Другой физик, Нильс Бор, догадался, что свет – это и волны, и частицы. Тоже янусово мышление. Как может быть верным то и другое одновременно? Задать этот вопрос (даже не ответить на него!) – значит сделать первый шаг к творческому прорыву. И Бор это понимал. Когда вы поступаете таким образом, мысль не ускоряется, а замедляется. Но, по догадке Бора, в момент «зависания» чаще всего и происходят творческие прорывы.
Янусово мышление не только описывает творчество, но и культивирует его. В одном эксперименте психологи раздели испытуемых на две группы. Одну из них нацеливали на янусово мышление, пичкая парадоксальными идеями, а другую нет. Затем обеим группам предложили тест на решение творческой задачи. Более креативно подошла к делу первая группа, у которой тренировали янусово мышление.
Интересно, касаются ли эти закономерности творческих мест, а не только творческих людей? Шотландия времен Просвещения была раем парадоксов. Мы – британцы и не британцы. Мы – большая нация и маленькая нация. Мы уверены в себе и не уверены в себе. Мы практичны и азартны. Мы – оптимистичные пессимисты. Неудивительно, что именно перу шотландского психиатра принадлежит важная работа «Разделенное "я"». Вся эта нация состоит из разделенных «я», эдаких мастеров Броди.
Куда бы я ни бросил взгляд в Эдинбурге, на прошлое или настоящее, я натыкаюсь на противоречия. К каждому тезису находится антитезис. Но, в отличие от Нильса Бора, я считаю этот парадокс досадным и дискомфортным. Пожалуй, если кто-то и может мне помочь, то это Дэвид Юм – сентиментальный атеист, социальный интроверт, человек мыслей и действия. Его изваяние я нахожу на Королевской миле – главной артерии старого Эдинбурга. Юм, облаченный в античную тогу, выглядит умиротворенным, почти кротким. Кстати, об Античности: шотландцы восхищались греками и доныне любят называть Эдинбург «северными Афинами». (А от местного остряка я услышал даже, что это «Афины были южным Эдинбургом».)

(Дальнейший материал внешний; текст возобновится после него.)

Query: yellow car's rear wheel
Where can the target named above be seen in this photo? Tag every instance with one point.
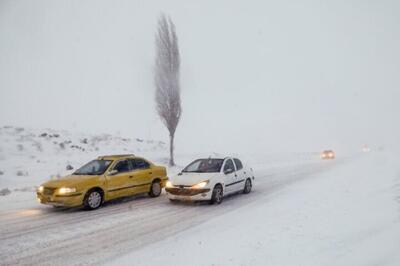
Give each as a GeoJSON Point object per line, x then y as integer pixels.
{"type": "Point", "coordinates": [93, 199]}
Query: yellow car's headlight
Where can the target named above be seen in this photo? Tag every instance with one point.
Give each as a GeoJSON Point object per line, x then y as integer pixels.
{"type": "Point", "coordinates": [66, 190]}
{"type": "Point", "coordinates": [201, 184]}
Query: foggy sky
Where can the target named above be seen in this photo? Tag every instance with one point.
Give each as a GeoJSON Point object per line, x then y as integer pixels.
{"type": "Point", "coordinates": [256, 75]}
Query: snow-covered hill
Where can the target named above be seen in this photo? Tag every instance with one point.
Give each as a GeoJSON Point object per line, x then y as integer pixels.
{"type": "Point", "coordinates": [31, 156]}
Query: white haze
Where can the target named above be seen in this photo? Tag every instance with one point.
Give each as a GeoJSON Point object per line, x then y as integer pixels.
{"type": "Point", "coordinates": [256, 75]}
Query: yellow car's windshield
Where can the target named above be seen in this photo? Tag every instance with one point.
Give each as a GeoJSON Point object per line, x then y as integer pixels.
{"type": "Point", "coordinates": [95, 167]}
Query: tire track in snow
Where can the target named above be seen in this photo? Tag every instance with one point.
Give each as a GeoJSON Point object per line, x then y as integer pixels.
{"type": "Point", "coordinates": [95, 237]}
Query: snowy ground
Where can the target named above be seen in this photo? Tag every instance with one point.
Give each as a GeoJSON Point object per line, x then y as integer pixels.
{"type": "Point", "coordinates": [303, 211]}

Юм еще больше, чем Смит, был типичным шотландским гением. Человек сильной воли и глубоко неуверенный в себе, компанейский и замкнутый, он стал «первым великим философом Нового времени», пишет историк Артур Херман.
Юм поступил в Эдинбургский университет в 12 лет, что было рано даже по меркам того времени. Поначалу он, следуя желанию семьи, штудировал право, но его «тошнило» при одной мысли о карьере законника, и вскоре он понял, что питает «неодолимое отвращение ко всему, кроме занятий философией и общими знаниями». Родственники думали, что он сидит за учебниками по юриспруденции, а он «тайно поглощал» Цицерона и Вергилия. Ничто не стимулирует интеллект больше, чем запретное знание.
Некоторые из своих лучших работ Юм написал еще в молодости. Ему и тридцати не было, когда он опубликовал «Трактат о человеческой природе». Правда, книга «провалилась, едва успев выйти из печати», как впоследствии вспоминал Юм. Но молодой философ не сдавался (гений есть гений!) и вскоре стал широко известен в Британии и других странах. В наши дни «Трактат» входит в круг философской классики.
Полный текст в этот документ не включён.